A Changed Mind and Heart

by Barbara Sinacore
Albany Meeting

Two scenarios brought about my transformation of mind and heart regarding Trans people.

 

Snapshot:

As a senior citizen, I listened to a song:

I Only Want to Be Pretty

By Debra Burger

It’s not the coarse hair on my chest that defines me.

But a knowing inside about who I am

I’m missing the round breasts that should be there instead

But I do the best that I can

I only want to be pretty,

In a red velvet dress

With the scent of perfume in my hair

To feel the soft touch of 

French silk on my skin

To gracefully dance on the air

They called me a homo, a

Sissy, a queer

I ate all my lunches

Alone

There’s no place in 

School for a girlie-boy

No place to be welcomed 

and known

I tried to be normal.  

I packed up my pearls

No lipstick or lace for two years

I went through the

Motions, gray day after day

With no laughter, thin

Smiles and dry tears

I’ve made friends with 

the mirror and my new

lipstick brush

I’ve a red velvet dress that I wear

Some folks snicker, some

Laugh, when I walk down the street

Some hold their breath 

while they stare

And I wonder why they 

Would care

I only want to be pretty

 

My heart hurt and enlarged.  Just because of that song.

 

Snapshot:

Years earlier two naive girls hitched rides in the UK in winter with dark approaching. A truck pulled over. We got in. The trucker did the usual courteous talk. But then: “You girls wanta see something?” Below workaday jeans were black fishnet stockings and cherry red spiked heels.

 

The frigid weather, being women alone, and the encroaching dark made us appreciative of his ride. That day a trans person became three dimensional for me. The ride may have saved two lives.

 

How to deal with my unconscious prejudices toward trans people/others?

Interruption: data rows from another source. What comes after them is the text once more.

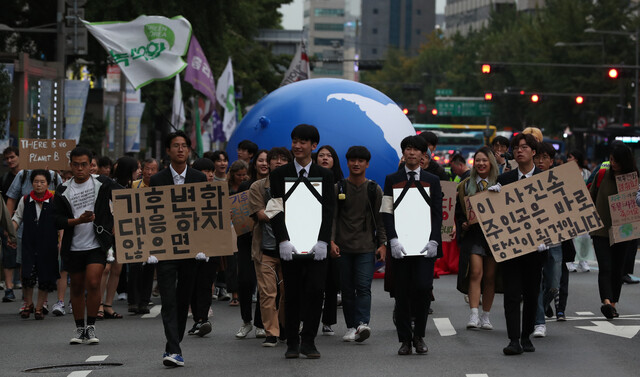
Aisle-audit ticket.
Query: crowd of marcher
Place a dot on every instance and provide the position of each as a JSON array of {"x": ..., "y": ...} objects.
[{"x": 58, "y": 234}]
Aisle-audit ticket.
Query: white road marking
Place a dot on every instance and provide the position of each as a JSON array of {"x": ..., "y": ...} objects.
[
  {"x": 444, "y": 326},
  {"x": 97, "y": 358},
  {"x": 606, "y": 327},
  {"x": 153, "y": 312}
]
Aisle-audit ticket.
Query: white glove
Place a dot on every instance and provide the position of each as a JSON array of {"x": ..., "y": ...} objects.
[
  {"x": 201, "y": 256},
  {"x": 495, "y": 188},
  {"x": 319, "y": 250},
  {"x": 542, "y": 248},
  {"x": 287, "y": 250},
  {"x": 110, "y": 258},
  {"x": 431, "y": 249},
  {"x": 397, "y": 250}
]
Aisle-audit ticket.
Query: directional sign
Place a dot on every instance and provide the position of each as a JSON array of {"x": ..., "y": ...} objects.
[{"x": 606, "y": 327}]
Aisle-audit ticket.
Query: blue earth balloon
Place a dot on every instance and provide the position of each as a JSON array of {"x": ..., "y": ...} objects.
[{"x": 345, "y": 112}]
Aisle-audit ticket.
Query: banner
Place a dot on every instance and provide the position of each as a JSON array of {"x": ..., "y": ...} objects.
[
  {"x": 299, "y": 67},
  {"x": 132, "y": 132},
  {"x": 198, "y": 74},
  {"x": 449, "y": 198},
  {"x": 146, "y": 49},
  {"x": 172, "y": 222},
  {"x": 547, "y": 208},
  {"x": 225, "y": 93},
  {"x": 75, "y": 102},
  {"x": 51, "y": 154}
]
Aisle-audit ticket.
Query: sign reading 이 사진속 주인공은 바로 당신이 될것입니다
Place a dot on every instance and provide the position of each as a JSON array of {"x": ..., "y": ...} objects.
[
  {"x": 547, "y": 208},
  {"x": 172, "y": 222}
]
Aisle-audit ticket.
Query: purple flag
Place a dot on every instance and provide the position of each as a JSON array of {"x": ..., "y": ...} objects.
[{"x": 198, "y": 74}]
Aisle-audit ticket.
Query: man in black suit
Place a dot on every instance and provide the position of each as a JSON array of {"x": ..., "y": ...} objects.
[
  {"x": 304, "y": 277},
  {"x": 176, "y": 296},
  {"x": 521, "y": 276},
  {"x": 413, "y": 276}
]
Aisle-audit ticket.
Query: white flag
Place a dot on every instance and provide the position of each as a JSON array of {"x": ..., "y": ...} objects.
[
  {"x": 177, "y": 113},
  {"x": 226, "y": 96},
  {"x": 146, "y": 49},
  {"x": 299, "y": 67}
]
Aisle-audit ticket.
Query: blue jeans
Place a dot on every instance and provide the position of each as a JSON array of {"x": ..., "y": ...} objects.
[
  {"x": 356, "y": 275},
  {"x": 550, "y": 284}
]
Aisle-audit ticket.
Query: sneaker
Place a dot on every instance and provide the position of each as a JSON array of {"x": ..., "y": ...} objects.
[
  {"x": 474, "y": 321},
  {"x": 58, "y": 309},
  {"x": 8, "y": 296},
  {"x": 90, "y": 335},
  {"x": 270, "y": 341},
  {"x": 540, "y": 331},
  {"x": 350, "y": 335},
  {"x": 363, "y": 332},
  {"x": 485, "y": 324},
  {"x": 78, "y": 336},
  {"x": 244, "y": 330},
  {"x": 172, "y": 360},
  {"x": 583, "y": 266}
]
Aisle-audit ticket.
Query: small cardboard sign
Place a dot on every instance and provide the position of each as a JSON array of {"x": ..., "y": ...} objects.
[
  {"x": 548, "y": 208},
  {"x": 172, "y": 222},
  {"x": 240, "y": 213},
  {"x": 52, "y": 154}
]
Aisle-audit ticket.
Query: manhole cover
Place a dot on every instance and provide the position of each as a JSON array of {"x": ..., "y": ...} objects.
[{"x": 71, "y": 367}]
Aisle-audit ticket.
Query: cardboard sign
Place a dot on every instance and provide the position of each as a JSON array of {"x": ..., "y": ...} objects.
[
  {"x": 449, "y": 197},
  {"x": 172, "y": 222},
  {"x": 240, "y": 214},
  {"x": 412, "y": 219},
  {"x": 547, "y": 208},
  {"x": 52, "y": 154}
]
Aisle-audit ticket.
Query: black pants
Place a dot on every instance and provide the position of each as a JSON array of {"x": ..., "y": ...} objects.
[
  {"x": 247, "y": 281},
  {"x": 175, "y": 282},
  {"x": 304, "y": 281},
  {"x": 413, "y": 281},
  {"x": 140, "y": 284},
  {"x": 611, "y": 266},
  {"x": 521, "y": 278},
  {"x": 201, "y": 296}
]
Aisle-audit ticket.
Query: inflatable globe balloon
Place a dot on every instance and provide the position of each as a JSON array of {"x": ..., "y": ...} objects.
[{"x": 345, "y": 112}]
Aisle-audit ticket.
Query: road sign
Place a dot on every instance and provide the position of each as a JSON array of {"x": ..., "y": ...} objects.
[{"x": 463, "y": 106}]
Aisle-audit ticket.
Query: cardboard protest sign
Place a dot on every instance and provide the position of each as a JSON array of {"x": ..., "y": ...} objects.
[
  {"x": 547, "y": 208},
  {"x": 449, "y": 197},
  {"x": 240, "y": 216},
  {"x": 52, "y": 154},
  {"x": 172, "y": 222}
]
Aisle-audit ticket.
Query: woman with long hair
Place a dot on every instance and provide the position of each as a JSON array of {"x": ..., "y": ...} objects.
[
  {"x": 611, "y": 257},
  {"x": 481, "y": 271}
]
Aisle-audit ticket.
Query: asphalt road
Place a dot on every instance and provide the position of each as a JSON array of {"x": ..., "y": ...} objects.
[{"x": 585, "y": 345}]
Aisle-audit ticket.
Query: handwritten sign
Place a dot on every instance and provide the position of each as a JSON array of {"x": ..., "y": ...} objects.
[
  {"x": 172, "y": 222},
  {"x": 547, "y": 208},
  {"x": 50, "y": 154},
  {"x": 449, "y": 197},
  {"x": 240, "y": 213}
]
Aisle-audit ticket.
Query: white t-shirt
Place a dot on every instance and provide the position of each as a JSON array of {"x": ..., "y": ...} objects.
[{"x": 82, "y": 198}]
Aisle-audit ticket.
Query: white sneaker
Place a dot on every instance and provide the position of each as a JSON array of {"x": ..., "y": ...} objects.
[
  {"x": 540, "y": 331},
  {"x": 363, "y": 332},
  {"x": 583, "y": 266},
  {"x": 350, "y": 336},
  {"x": 244, "y": 330},
  {"x": 485, "y": 324},
  {"x": 474, "y": 321}
]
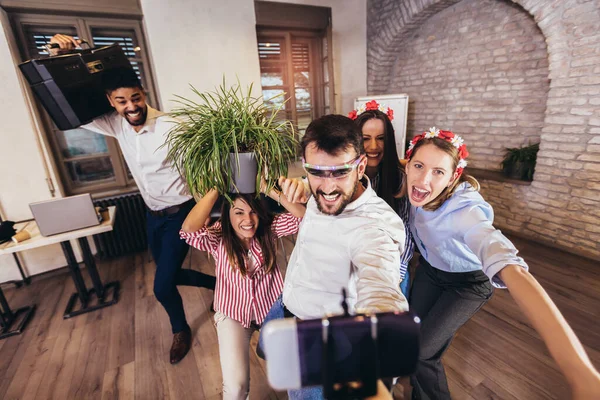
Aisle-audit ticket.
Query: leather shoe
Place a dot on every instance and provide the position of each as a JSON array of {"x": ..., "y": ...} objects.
[{"x": 182, "y": 342}]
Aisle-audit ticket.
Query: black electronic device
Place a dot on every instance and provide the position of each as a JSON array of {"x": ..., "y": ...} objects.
[{"x": 69, "y": 86}]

  • Can I recognize that I am doing this, preferably at the time of the thought, before acting?
  • Do I accept I had this thought?  Remember:  Thoughts come up to be healed. Also, change is difficult if there is no acceptance that one has done something in the first place.
  • Am I, as a Quaker, comfortable with this thought/or action?
  • If not, how can I replace faulty with reliable information about the problems/victories of trans people/others?  
  • Using accurate details about difficulties with housing, employment, health insurance, see a video in the mind’s eye: a scenario with conversation. See YOURSELF as trans and experiencing this.  Let yourself feel into that role.  Ask, how would I handle this?
  • What can I change in attitudes and behavior? What would make escalation into action less likely?  
  • Give yourself “a star” inwardly for facing yourself.  Hard to do.

 

This nation, I believe, is suffering from a lack of imagination. Divisiveness and prejudice feed on not being able to place oneself in someone’s red shoes. We can imagine it, IF we value it.